Jadi menurut nubuat, Yesus akan bangkit dari mati setelah tiga hari; menurut ajaran agama, Yesus bangkit setelah satu hari dan satu malam; dan menurut perkataan Yesus sendiri, dia bangkit dari mati dan pergi ke surga dihari dia meninggal. Akan tetapi bukan saja nubuat yang dibuat tentang Yesus yang salah, nubuat yang dibuat oleh Yesus sendiri juga salah. Orang-orang Kristen yang fundamental selalu berkata bahwa akhir jaman telah akan tiba. Darimana mereka dapatkan ide buruk seperti ini? Mereka dapatkan ide buruk ini dari Yesus. Yesus percaya dan dengan lantang mengajarkan kepada dunia bahwa dunia ini akan berakhir pada masa dia masih hidup atau secepatnya setelah dia meninggal.
“Aku berkata kepadamu: Sesungguhnya angkatan ini tidak akan berlalu, sebelum semuanya terjadi.” Lukas 21:25-33 (Yang diketik adalah persis yang tercantum di dalam buku Beyond Belief, yaitu hanya ayat 32)
“Angkatan ini” yang diucapkan tentunya Yesus sedang mengacu kepada orang-orang yang dia ceramahkan. Di kesempatan yang lain, dia kembali mengatakan kepada orang-orang yang waktu itu berdiri mendengarkan ucapan Yesus bahwa beberapa dari mereka masih akan tetap hidup ketika akhir dunia ini datang.

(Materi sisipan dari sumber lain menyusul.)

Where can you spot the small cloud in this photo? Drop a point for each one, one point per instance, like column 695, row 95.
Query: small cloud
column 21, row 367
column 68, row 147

“Apabila mereka menganiaya kamu dalam kota yang satu, larilah ke kota yang lain; karena Aku berkata kepadamu: Sesungguhnya sebelum kamu mengunjungi kota-kota Israel Matius, Anak manusia sudah datang.” 10:23
Dalam setiap aspek yang dinubuat oleh Yesus, semuanya terbukti salah. Orang-orang yang hidup pada jaman Yesus hidup sudah jelas telah mati selama 2000 tahun dana buktinya dunia ini belum juga berakhir. Yesus juga belum datang kembali seperti yang dia nubuatkan sendiri. Murid-murid Yesus berhenti mengunjungi semua kota di Israel dalam beberapa tahun setelah kematian Yesus dan Yesus juga belum kembali.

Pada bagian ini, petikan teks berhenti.